How Do You Handle Family and Friends?

Answering how I handle my family and friends while working in the adult industry.

9/9/20252 min read

How do I handle my family and friends with this job? I'll start by saying that my answer is not everyone's answer. Many people need to hide it for various reasons. Societal, familial, religious, cultural...and the list goes on. I came to the conclusion that I have no reason to hide what I do. I weighed things out very carefully, going over worst-case scenarios and any blowback that might happen to the people closest to me. I even sat down and had a talk with people who are frequently seen with me, post photos with me, or are around me a lot. Because I felt like they needed to be part of this decision since my choice could affect them in one of those previously mentioned ways.

I handle them by being honest and open about who I am, what I do, and why it is a legitimate business and form of work. No, not everyone is happy with it. No, not everyone accepts it. I am still opened about it.
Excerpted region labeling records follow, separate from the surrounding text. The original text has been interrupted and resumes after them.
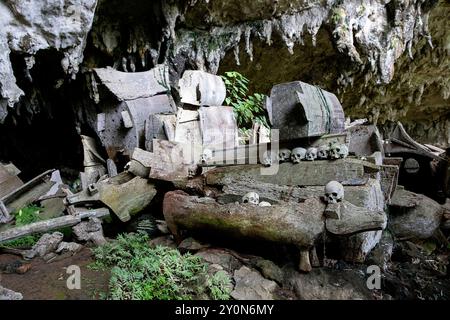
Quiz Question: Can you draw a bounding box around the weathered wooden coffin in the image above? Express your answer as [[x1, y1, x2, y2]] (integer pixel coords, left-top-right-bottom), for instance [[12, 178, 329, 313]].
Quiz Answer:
[[94, 65, 170, 101], [179, 70, 227, 106], [206, 158, 379, 186], [266, 81, 345, 140], [97, 95, 176, 159]]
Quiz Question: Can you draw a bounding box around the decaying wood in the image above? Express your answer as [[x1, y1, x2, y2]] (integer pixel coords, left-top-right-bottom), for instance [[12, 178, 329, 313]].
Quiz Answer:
[[298, 249, 312, 272], [206, 159, 379, 186], [0, 208, 109, 243], [324, 203, 341, 219], [217, 179, 384, 210], [163, 191, 325, 248], [0, 164, 23, 199], [66, 172, 156, 222], [0, 170, 58, 213], [94, 65, 170, 101], [199, 107, 238, 148], [178, 70, 226, 106], [348, 125, 384, 156], [266, 81, 345, 140], [384, 122, 445, 161], [325, 200, 387, 235], [380, 165, 399, 203], [132, 139, 201, 182]]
My friends are much easier to handle. I run in circles that include a lot of musicians, kinksters, and nerds. Those three do tend to overlap in spaces. These are all circles where being open about what I do isn't usually met with rudeness or someone saying something awful. All of my friends know what I do. Many of them have genuine questions. Some of them ask me for advice about certain things, or ask where they can find something. Not a single friend or close friend has had a problem with my work.

In fact, many of my friends feel comfortable enough to come and speak with me if they want to explore with a partner or explore by themselves. They know I'm going to approach their question with no judgment and steer them in the right direction. I've had male friends ask me about toys for men, female friends ask me about exploring with partners and so much more. It's nice to have an open group of friends.

Family is a different story. My mom and step dad both know what I do. My mom isn't happy about it, and she has some unhealthy hangups, but she does accept it. I would assume the few relatives I'm in touch with also know by now. There is one family member who does not know and no one is going to tell that person. They're very much into incel and "alpha male" culture, pretty abusive and hateful toward women, and we have no relationship. Anyone in my family who knows about me has made it clear they won't be telling that person.

Sure, I have relatives who have some not so nice things to say. Either I shut them down with facts, or I tell them they're being stupid and cut the conversation off. It's a good idea to pick battles, and I don't have to get into every little thing they mention or have an issue with. Many times, friends and relatives are full of genuine questions instead of anger or poorly informed stereotypes. I try to be as understanding as possible when the bad stereotypes come into play, and make sure that I debunk those while I answer the questions.

For the most part, I handle everyone equally. I'm open and honest about what I do and who I am. I come armed with facts, figures, and understanding to make sure any questions are answered without issue.